Lord Bless, Keep, Shine. . .

Guide to Being a Dormat – Part One

Doormat made of coconuts fibre.

A doormat holds a very important place in a household. Doormats come in a variety of styles, yet all serve two primary purposes.

First, doormats are the first line of welcoming, greeting, guests approaching the home. As you walk toward a home, regardless of size, one generally approaches a doorway of some sort. The doormat lays inconspicuously before that door. You don’t see it from afar. It’s not a signal, yet to enter one must first step upon the doormat. We look before we step, or probably should, so we see the doormat. It welcomes. Some even say so, having “WELCOME” emblazoned upon them. Others have the household owner’s surname printed on it, which I suppose is to imply the family greets you.

Second, doormats provide a valuable service of cleaning the feet of those who would continue into the home. Some are small, thin, with many different colored pieces of cotton rags tied together that easily collect dirt as feet are swiped across. Some are bristled to more easily scrap mud off of boots. Others lay flat, but are soft enough to care for even tender bare feet of those who remove their shoes before entering.

Doormats are also symbols that allow us to silently perform our scriptural responsibilities.

Greet one another with the kiss of love. Peace to all of you who are in Christ.

1 Peter 5:14

If I then, your Lord and Teacher, have washed your feet, you also ought to wash one another’s feet.

John 13:14

So. Within the Church we add Doormats to five-fold ministry of apostles, prophets, evangelists, shepherds (pastors) and teachers that enable the Saints for the work of Messiah. (See Ephesians 4:11) We provide a valuable service as human doormats, Christian doormats. We go to Church with warm smiles on our faces, singing hymns, listening to the preach tell us how much more we can do, we can endure, for the sake of the Church. We encourage of neighbors. We feel badly when we make a mistake. We try hard to please. We always seem to have a great day. We are always blue sky and sunshine.

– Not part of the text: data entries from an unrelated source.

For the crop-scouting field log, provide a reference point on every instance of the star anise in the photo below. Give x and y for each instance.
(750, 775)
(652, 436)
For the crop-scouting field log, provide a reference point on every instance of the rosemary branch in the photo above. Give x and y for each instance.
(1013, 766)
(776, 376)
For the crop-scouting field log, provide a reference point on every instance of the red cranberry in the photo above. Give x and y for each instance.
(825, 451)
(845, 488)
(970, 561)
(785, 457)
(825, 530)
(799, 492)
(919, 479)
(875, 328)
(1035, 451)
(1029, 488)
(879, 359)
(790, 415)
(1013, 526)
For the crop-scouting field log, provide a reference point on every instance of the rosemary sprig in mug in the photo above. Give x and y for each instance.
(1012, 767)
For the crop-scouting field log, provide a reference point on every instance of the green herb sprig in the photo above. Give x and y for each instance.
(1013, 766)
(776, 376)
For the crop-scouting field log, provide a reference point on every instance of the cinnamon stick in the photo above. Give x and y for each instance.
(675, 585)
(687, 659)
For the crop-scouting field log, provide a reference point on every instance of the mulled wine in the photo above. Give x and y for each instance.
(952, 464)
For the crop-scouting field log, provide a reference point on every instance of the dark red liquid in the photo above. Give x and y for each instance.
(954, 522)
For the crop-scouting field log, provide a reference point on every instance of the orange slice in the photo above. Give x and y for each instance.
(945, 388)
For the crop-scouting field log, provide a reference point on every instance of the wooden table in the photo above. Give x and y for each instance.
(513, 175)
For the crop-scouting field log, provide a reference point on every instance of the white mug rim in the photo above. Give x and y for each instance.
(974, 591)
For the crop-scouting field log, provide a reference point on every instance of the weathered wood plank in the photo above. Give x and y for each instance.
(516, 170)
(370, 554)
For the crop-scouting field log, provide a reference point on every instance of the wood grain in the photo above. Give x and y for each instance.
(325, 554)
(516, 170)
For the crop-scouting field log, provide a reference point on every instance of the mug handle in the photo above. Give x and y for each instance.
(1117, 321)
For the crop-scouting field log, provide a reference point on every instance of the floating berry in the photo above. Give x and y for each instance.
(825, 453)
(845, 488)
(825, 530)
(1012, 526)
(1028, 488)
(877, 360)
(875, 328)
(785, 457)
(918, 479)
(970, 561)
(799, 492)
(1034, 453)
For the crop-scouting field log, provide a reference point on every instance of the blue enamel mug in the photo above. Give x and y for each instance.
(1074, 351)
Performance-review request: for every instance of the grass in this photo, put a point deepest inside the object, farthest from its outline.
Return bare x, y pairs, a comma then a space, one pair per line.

As good doormats we smile warmly as we allow people to step all over us, wiping upon us their mud and muck. This is our purpose in life. We quietly refrain from complaint. If we are injured, we simply suck it up, smile, and accept lots more. We take emotional abuse from any and all, and say we are dying to self by not complaining, by not fighting back. The verbal poison people spew out, we gladly accept. If we pray hard, we will be rewarded in the end. We turn the other cheek seventy time seven times every year, year in year out. We internalize the abuse until our bodies rebel and we become ill, disease. And then we suffer in silence because we are doormats and doormats remain quiet.

And when we hear the Groom finally arriving for the wedding celebration, we give our extra oil to the foolish ones who’ve not come prepared. We help them light their lamps. We help them rise up from their sleep. And finally we turn our own lamps up and rise so that we might at last enter the Wedding Celebration.

Will we have enough oil in our lamps?